India were unable to dominate from the start. (Express Photo)

In fact, India would consider themselves lucky to get away with a point, for one of the few chances Iran created in the first 15 minutes of the match had looked like finding the back of the net. Iran came close to taking the lead twice, both times through their forward Negin Zandi. But her one shot – a looping header from a free-kick – hit the crossbar and another left India goalkeeper Aditi Chauhan scrambling before it sailed agonisingly wide off the upright.

But once India settled on the ball, they were the ones calling the shots for the remainder of the match.
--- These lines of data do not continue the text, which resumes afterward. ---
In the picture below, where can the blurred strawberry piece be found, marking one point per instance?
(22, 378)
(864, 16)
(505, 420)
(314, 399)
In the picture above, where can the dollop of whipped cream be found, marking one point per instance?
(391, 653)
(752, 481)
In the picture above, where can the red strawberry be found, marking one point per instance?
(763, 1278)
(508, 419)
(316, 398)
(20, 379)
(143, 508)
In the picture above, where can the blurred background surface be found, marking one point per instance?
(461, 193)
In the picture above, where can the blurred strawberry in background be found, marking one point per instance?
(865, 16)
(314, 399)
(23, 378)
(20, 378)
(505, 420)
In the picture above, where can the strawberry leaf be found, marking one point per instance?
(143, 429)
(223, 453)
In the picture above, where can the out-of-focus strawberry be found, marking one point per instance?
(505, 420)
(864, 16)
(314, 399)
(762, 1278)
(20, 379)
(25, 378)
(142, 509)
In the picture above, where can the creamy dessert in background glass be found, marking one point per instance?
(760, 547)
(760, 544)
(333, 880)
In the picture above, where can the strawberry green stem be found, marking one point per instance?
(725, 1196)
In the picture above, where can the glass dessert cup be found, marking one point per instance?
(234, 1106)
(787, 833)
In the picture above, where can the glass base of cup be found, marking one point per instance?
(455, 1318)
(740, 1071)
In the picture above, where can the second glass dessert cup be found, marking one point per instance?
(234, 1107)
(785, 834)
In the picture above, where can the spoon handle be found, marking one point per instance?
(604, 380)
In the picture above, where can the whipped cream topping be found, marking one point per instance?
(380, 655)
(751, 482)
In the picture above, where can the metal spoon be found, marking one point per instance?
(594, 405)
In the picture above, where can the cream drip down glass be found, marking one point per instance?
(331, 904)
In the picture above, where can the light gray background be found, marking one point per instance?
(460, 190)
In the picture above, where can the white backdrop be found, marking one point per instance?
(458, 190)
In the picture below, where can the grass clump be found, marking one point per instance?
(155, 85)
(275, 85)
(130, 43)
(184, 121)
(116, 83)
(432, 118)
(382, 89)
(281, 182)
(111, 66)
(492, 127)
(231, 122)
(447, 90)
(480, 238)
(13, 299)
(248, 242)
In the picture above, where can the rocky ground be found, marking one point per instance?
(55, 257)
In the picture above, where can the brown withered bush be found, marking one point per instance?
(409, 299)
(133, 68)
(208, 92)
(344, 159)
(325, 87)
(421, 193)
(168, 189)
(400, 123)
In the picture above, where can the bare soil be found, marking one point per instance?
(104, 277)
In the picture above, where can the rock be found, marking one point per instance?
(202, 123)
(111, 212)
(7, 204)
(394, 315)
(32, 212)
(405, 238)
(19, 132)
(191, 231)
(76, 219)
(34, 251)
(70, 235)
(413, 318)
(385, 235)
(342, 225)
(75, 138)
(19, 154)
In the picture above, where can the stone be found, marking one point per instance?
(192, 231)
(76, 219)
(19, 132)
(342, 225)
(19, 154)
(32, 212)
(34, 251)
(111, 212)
For a team that hadn’t played a meaningful international competition since the 2014 Asian Games, India were sharp with their passing, showed commendable fitness levels as they ran tirelessly and created almost a dozen scoring chances.

In the first half, the speedy Manisha Kalyan was impressive with her darting runs; in the midfield, Indumathi Kathiresan and Anju Tamang fed the forwards with pin-point passes for almost the entire match; and in the second half, Dangmei Grace came close to scoring several times but a goal eluded the team.

India hit the bar, came millimetres close to scoring and were once denied by an incredible save by Koudaei, who pulled the ball back from the goal-line and pushed it wide, much to the disbelief of the Indian players.

For Iran, on the other hand, the point must feel as good as a win. “This was important for us,” Irandoost said after the match. “It was a tough match, but we were able to show our Iranian spirit.”

Dennerby, though, was disappointed, knowing full well this was his team’s best chance to get all three points. India next play higher-ranked Chinese Taipei, a tie they’ll have to win to remain in contention for a place in the quarterfinals.

“It all came to technical skills. In a competition like this, you are not given goals, you have to score goals,” he said. “We were technically better… but the (Iranian) girls were fighting.”